Zupa krem marchewkowo pomarańczowa
Składniki:
1,5 litra wody (6 szklanek po 250 ml, może być trochę mniej)
1 kostka rosołowa
600 g marchewki
400 g pomarańczy (ważone po obraniu pomarańczowej skórki)
około 2×1 cm imbiru świeżego
2 szczypty papryki słodkiej
opcjonalnie pieprz, sól, 1 łyżka świeżej natki pietruszki
Sposób przygotowania:
Do garnka wlewamy wodę, wrzucamy kostkę rosołową oraz obraną, umytą i pociętą w kształt frytek marchewkę. Dodajemy pieprzu do smaku i gotujemy.
 

Następnie obieramy pomarańczę z 'pomarańczowej’ skóry i usuwamy z niej wszystkie pestki i białe gorzkie włókna. Jeśli pomarańcza posiada cieniutką białą błonkę to usuwamy ze środka tylko grubsze białe gorzkie części. Jeśli natomiast ta 'błonka’ jest zbyt gruba (zwłaszcza na rantach) to musimy jej się pozbyć i łatwo możemy to zrobić przy pomocy noża odkrawając ją delikatnie nożem tak by nie zabrać zbyt dużo miąższu. Po tym zabiegu, wszystkie pomarańcze kroimy na kawałki i dodajemy do gotującej się marchewki – dodajemy ją dopiero wtedy, gdy marchewka zrobi się al dente (nie za twarda i nie za miękka).

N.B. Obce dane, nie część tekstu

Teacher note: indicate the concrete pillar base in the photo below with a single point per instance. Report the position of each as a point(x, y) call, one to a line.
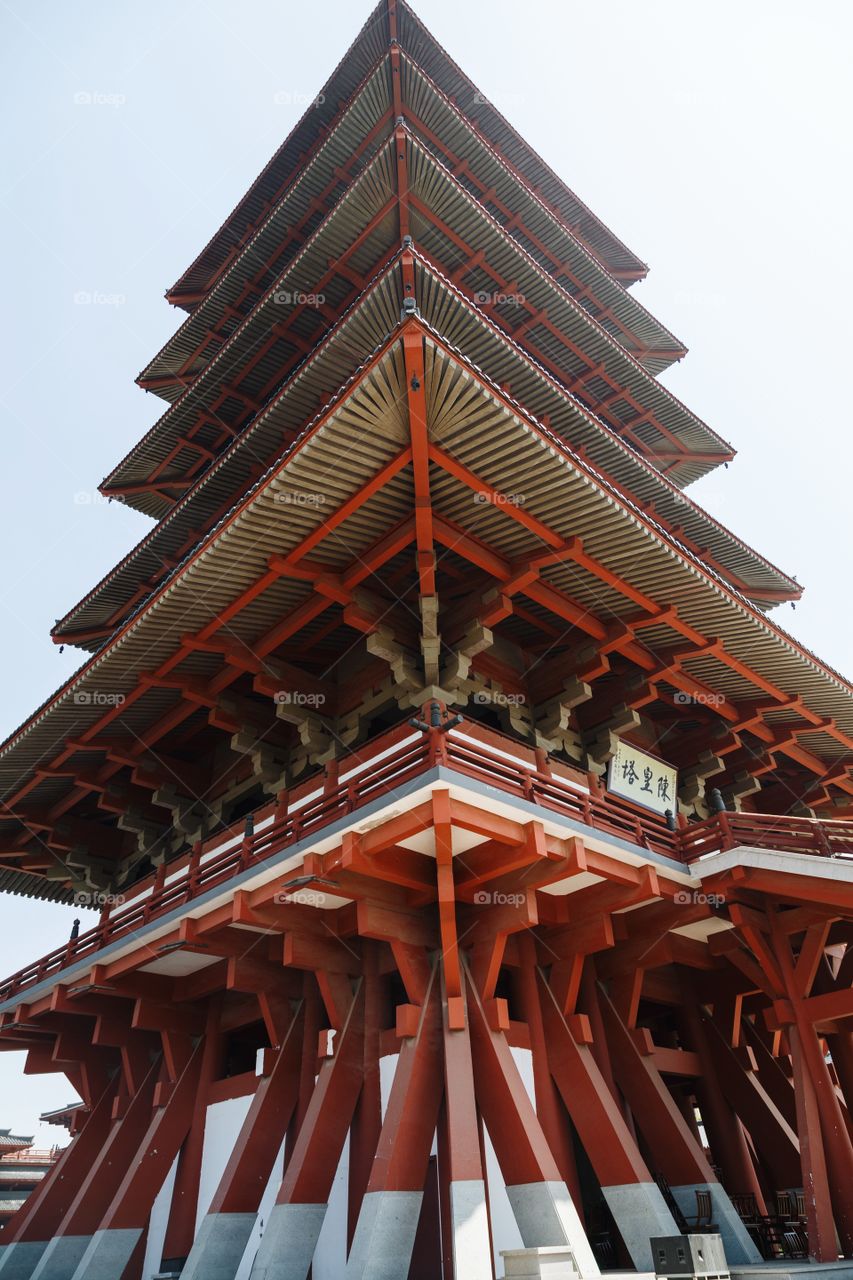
point(62, 1257)
point(548, 1264)
point(639, 1212)
point(737, 1240)
point(288, 1242)
point(547, 1216)
point(108, 1253)
point(219, 1247)
point(470, 1228)
point(21, 1258)
point(384, 1235)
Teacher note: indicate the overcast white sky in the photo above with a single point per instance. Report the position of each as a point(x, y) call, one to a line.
point(712, 137)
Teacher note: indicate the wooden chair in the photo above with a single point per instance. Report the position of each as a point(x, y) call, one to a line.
point(603, 1252)
point(746, 1206)
point(784, 1207)
point(796, 1244)
point(701, 1220)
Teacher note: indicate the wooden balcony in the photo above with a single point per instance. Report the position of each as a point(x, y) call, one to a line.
point(387, 763)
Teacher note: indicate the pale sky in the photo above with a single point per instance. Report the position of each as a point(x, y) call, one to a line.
point(712, 137)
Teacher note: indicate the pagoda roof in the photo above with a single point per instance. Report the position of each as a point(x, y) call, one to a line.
point(556, 329)
point(356, 135)
point(12, 1142)
point(396, 19)
point(364, 328)
point(606, 570)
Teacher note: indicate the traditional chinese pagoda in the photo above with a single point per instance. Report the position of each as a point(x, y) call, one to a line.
point(470, 842)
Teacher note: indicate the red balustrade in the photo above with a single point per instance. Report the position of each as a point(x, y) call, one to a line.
point(209, 868)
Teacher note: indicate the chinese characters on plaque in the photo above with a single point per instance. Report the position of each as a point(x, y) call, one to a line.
point(642, 778)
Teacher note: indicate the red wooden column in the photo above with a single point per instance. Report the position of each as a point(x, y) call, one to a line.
point(726, 1080)
point(796, 979)
point(96, 1188)
point(27, 1234)
point(550, 1110)
point(460, 1152)
point(538, 1194)
point(126, 1219)
point(366, 1121)
point(391, 1207)
point(632, 1193)
point(819, 1202)
point(181, 1229)
point(719, 1114)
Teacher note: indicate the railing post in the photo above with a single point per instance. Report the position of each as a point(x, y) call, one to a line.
point(247, 846)
point(725, 830)
point(824, 842)
point(159, 885)
point(192, 871)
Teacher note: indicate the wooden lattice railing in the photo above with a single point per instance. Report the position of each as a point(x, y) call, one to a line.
point(223, 856)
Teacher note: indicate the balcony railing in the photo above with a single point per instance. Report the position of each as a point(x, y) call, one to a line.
point(395, 759)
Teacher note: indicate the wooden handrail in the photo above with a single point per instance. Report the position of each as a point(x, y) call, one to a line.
point(223, 856)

Dodajemy również potarty na grubych oczkach imbir.

 

 

Zupa krem marchewkowo pomarańczowa

 

Po rozgotowaniu pomarańczy przyprawiamy naszą zupę słodką papryką i ewentualnie dodajemy trochę soli i pieprzu (to zależy od naszych 'kubków smakowych’, najlepiej posmakować zupę i stwierdzić czy warto ją w ogóle czymś jeszcze przyprawiać). Wszystko jeszcze chwilę gotujemy, zdejmujemy garnek z ognia, wrzucamy (jak ktoś lubi jej smak) natkę pietruszki i całość miksujemy blenderem na kremową konsystencję.

 
Zupę polecam jeść świeżo ugotowaną i gorącą. Jej smak mi utkwił głęboko w pamięci – pierwszy raz robiłam ją na kostce rosołowej, a podawałam ją z tortellini (mięsnymi uszkami). Można ją podawać również z grzankami, tostami – jak kto sobie wymyśli.